A group of community leaders is exploring the feasibility of Anoka Technical/Anoka Ramsey Community College, as well as other colleges like Pine Technical College or St. Cloud Technical College, bringing some post-secondary education to Princeton and neighboring towns.
Three professional and workforce training specialists from Anoka Tech and Anoka Ramsey Community Colleges – Jamie Barthel, Nick Graff and Steve Jones – discussed the idea Nov. 13 at Princeton City Hall.
Also present were Rebecca Perrotti and Cristy Thomas with the Central Minnesota Jobs & Training Services Center in Cambridge, Princeton Community Development Director Carie Fuhrman, Mille Lacs Community Development Coordinator Richard Baker and Mille Lacs County Commissioner Genny Reynolds.
A “glaring” fact in Mille Lacs County’s new comprehensive plan is that there is no college presence in the county, Fuhrman said.
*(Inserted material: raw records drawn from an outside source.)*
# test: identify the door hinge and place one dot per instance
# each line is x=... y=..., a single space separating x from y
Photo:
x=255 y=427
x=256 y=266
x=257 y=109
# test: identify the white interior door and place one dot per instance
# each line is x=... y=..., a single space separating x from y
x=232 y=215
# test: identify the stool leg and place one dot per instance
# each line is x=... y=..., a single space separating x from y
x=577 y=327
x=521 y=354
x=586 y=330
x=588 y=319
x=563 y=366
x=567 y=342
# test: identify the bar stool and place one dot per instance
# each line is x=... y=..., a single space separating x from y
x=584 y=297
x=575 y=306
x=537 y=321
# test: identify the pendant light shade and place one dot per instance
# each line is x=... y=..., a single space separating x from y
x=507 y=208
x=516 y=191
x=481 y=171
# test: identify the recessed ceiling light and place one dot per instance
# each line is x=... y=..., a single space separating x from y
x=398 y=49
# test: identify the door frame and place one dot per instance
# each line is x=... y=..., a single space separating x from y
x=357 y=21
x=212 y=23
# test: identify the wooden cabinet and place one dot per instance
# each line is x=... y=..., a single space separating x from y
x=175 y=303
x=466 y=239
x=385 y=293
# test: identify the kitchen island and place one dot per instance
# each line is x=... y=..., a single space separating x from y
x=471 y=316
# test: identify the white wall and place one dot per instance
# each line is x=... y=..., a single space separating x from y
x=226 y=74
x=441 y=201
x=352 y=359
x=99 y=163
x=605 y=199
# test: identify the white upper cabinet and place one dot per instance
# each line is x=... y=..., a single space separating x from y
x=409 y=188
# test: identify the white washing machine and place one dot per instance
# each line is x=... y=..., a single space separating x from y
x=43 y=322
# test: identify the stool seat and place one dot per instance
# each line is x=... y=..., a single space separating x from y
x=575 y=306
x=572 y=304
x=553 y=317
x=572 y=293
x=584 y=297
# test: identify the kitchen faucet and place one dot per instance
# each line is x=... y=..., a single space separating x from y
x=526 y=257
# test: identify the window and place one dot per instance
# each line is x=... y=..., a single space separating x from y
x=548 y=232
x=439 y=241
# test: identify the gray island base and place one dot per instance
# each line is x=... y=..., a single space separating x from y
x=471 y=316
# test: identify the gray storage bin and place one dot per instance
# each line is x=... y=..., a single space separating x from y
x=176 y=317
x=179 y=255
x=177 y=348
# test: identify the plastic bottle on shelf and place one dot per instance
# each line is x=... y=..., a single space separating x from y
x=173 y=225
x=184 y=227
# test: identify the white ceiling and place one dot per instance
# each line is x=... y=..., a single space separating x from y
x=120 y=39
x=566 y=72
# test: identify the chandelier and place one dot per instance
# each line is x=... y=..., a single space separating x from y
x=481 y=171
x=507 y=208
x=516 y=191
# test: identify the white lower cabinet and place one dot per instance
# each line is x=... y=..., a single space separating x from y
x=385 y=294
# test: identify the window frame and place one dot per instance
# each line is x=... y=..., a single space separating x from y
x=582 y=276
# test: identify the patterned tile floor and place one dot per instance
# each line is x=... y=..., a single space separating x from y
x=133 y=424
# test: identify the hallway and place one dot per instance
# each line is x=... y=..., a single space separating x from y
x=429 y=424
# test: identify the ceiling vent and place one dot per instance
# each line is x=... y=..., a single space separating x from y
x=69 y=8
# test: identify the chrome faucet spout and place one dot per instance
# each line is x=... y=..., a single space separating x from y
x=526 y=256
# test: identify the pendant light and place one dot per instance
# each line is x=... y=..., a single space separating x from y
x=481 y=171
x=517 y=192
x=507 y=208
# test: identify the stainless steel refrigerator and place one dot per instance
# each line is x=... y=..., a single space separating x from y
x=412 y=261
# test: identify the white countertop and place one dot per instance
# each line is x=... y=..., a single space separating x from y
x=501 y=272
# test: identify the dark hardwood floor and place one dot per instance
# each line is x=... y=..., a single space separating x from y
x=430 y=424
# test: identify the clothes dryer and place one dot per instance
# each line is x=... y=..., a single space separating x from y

This was one catalyst for talking about where a college presence could be established in the county to assist local industries in finding skilled workers, she indicated.
Another push to explore this, according to Baker, is the Princeton Economic Development Authority recently looking into it. The Princeton EDA is the leader among all cities in Mille Lacs County in this, he said.
Fuhrman and Jones earlier this year had been looking into the possibility of Anoka Technical College starting an adult-education horticulture class at the Doug Marshall Farm located west of the Princeton Airport.
Those plans became inactive after the horticulture teacher at Anoka Technical College left the college, according to Jones. He said that the instructor had the skills to make something like that happen and now, with changes at the college, that position will not be filled.
Baker said Mille Lacs County needs more educational training opportunities. According to Baker, 14.7 percent of Mille Lacs County residents age 25 and older have a four-year college degree. That is below the state average of 31.8 percent, he said.
Reynolds suggested that if it were too costly to set up a course, such as welding, to supply the needed welders in one local city, maybe there could be a regional training center. Then maybe different places could donate equipment to set up the training facility, another attendee at the meeting suggested.
Everyone at the meeting agreed that to entertain an idea like that, industries and businesses have to be surveyed to find out what job vacancies they have and what skills are needed to fill them. Another consensus was that the survey has to be very specific, for example, asking what exact type of welder a company is looking for, since there are different kinds of welding.
Graff, Jones and Barthel agreed to help develop such a survey. Baker said the survey questions might be ready in early December.
Joe Glenn of Princeton-based Glenn Metalcraft, has talked in the past about wanting to see more training happen in the local area to fill jobs that his and other industries might have.
Today’s manufacturers need people with such skills as automation where they can program computers to run factory robots, Glenn said. He said he has had to resort to hiring “headhunters,” people who search for people with skills to fill vacancies. That can cost tens of thousands of dollars, Glenn said.
“It was a great meeting,” Baker said. Right now it is all exploratory, he added.